AFP levels in mice treated with miR-34 and two other unnamed miRNAs were unchanged during the treatment period, and most of them “actually had lower serum AFP levels after the treatment period than they had prior to the initiation of treatment,” Mirna noted.

“In effect, [this] meant there was a regression of the liver cancer,” an effect confirmed after the animals were sacrificed and analyzed, Lammers said.

Specifically, the team found no tumors in mice receiving one of the undisclosed miRNA mimics, and an immunohistochemical assay revealed that the “majority” of mice in the treatment groups contained no tumor cells at all.

Additional animals from the treatment groups received additional dosing for nine days. All four miRNAs “significantly increased the survival rates” of these animals, while those receiving mimics of two undisclosed miRNAs failed to develop tumors large enough to meet the moribund criteria set by the company during the study.

Despite the positive effects observed with the two undisclosed miRNAs, Mirna still intends to take its miR-34 mimic into the clinic first, Lammer said.

“We have done a lot of work on miR-34, and it is one of the most widely published microRNAs, as well,” he said. There is clearly a lot of interest” in it.

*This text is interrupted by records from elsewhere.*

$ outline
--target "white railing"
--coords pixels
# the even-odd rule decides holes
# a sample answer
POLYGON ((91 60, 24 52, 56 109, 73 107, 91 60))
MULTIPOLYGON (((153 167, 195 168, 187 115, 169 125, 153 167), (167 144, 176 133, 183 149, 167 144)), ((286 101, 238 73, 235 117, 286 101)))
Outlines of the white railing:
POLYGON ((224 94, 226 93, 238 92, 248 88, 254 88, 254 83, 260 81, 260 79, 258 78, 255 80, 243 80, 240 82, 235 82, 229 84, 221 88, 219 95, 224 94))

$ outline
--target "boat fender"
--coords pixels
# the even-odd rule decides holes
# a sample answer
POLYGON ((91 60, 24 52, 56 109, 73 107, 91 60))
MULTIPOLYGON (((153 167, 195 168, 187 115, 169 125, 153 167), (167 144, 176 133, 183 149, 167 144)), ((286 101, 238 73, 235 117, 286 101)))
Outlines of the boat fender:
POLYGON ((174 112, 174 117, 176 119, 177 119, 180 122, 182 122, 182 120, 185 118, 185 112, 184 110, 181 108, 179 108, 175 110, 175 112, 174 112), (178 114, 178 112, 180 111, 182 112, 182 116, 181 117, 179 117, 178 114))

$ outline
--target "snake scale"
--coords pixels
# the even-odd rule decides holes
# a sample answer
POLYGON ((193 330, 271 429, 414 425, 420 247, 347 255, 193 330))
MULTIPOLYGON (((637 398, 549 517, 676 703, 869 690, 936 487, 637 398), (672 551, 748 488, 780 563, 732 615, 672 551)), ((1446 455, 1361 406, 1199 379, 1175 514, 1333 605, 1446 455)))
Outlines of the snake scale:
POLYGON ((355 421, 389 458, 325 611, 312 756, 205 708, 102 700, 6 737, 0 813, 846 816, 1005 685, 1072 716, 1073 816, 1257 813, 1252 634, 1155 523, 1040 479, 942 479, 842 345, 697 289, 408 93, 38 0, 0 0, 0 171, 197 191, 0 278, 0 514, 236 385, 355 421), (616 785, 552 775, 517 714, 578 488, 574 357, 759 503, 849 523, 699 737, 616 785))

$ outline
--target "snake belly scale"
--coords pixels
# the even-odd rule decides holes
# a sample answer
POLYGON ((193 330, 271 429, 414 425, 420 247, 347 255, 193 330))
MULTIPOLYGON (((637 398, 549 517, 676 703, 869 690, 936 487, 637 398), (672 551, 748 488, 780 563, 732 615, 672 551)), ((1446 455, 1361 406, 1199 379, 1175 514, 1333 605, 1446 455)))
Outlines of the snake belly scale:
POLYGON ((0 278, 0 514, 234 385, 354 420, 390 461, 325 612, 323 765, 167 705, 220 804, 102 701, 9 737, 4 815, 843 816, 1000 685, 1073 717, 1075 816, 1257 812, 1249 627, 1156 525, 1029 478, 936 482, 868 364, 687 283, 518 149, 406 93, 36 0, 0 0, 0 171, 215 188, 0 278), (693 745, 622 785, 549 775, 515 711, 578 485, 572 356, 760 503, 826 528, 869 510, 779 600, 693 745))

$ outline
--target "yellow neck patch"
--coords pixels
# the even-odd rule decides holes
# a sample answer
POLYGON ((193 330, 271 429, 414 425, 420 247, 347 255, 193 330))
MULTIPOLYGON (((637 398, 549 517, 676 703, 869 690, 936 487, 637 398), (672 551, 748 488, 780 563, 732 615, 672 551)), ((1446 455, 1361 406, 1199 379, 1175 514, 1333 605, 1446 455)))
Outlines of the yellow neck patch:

Notably, miR-34 has been linked to the tumor-suppressor protein p53. In 2007, for instance, two research groups separately reported that p53 directly targets members of the miR-34 family, suggesting the miRNA is a key component of the p53 network (GSN 6/7/2007).

At the same time, Mirna has built an intellectual property estate around the therapeutic use of miR-34. Earlier this year, the company announced that the US Patent and Trademark Office had allowed claims within an application describing methods of reducing cancer cell viability by introducing the miRNA into tumor cells (GSN 4/7/2011).

“Perhaps there is a luxury of riches we have because we have three phenomenal microRNAs that could all be very effective in liver cancer,” Lammers said. However, “we have to make choices in life,” especially as a small biotech with limited resources.

As part of its efforts to advance its miR-34 candidate, Mirna is in licensing talks with the owner of the drug-delivery technology it hopes to use with the drug, he said, although he declined to provide additional details.

The company has also identified oligo manufacturers and is preparing to conduct investigational new drug application-enabling toxicology work. Should everything remain on schedule, Mirna plans to file the IND by the end of 2012 and begin human testing early the next year.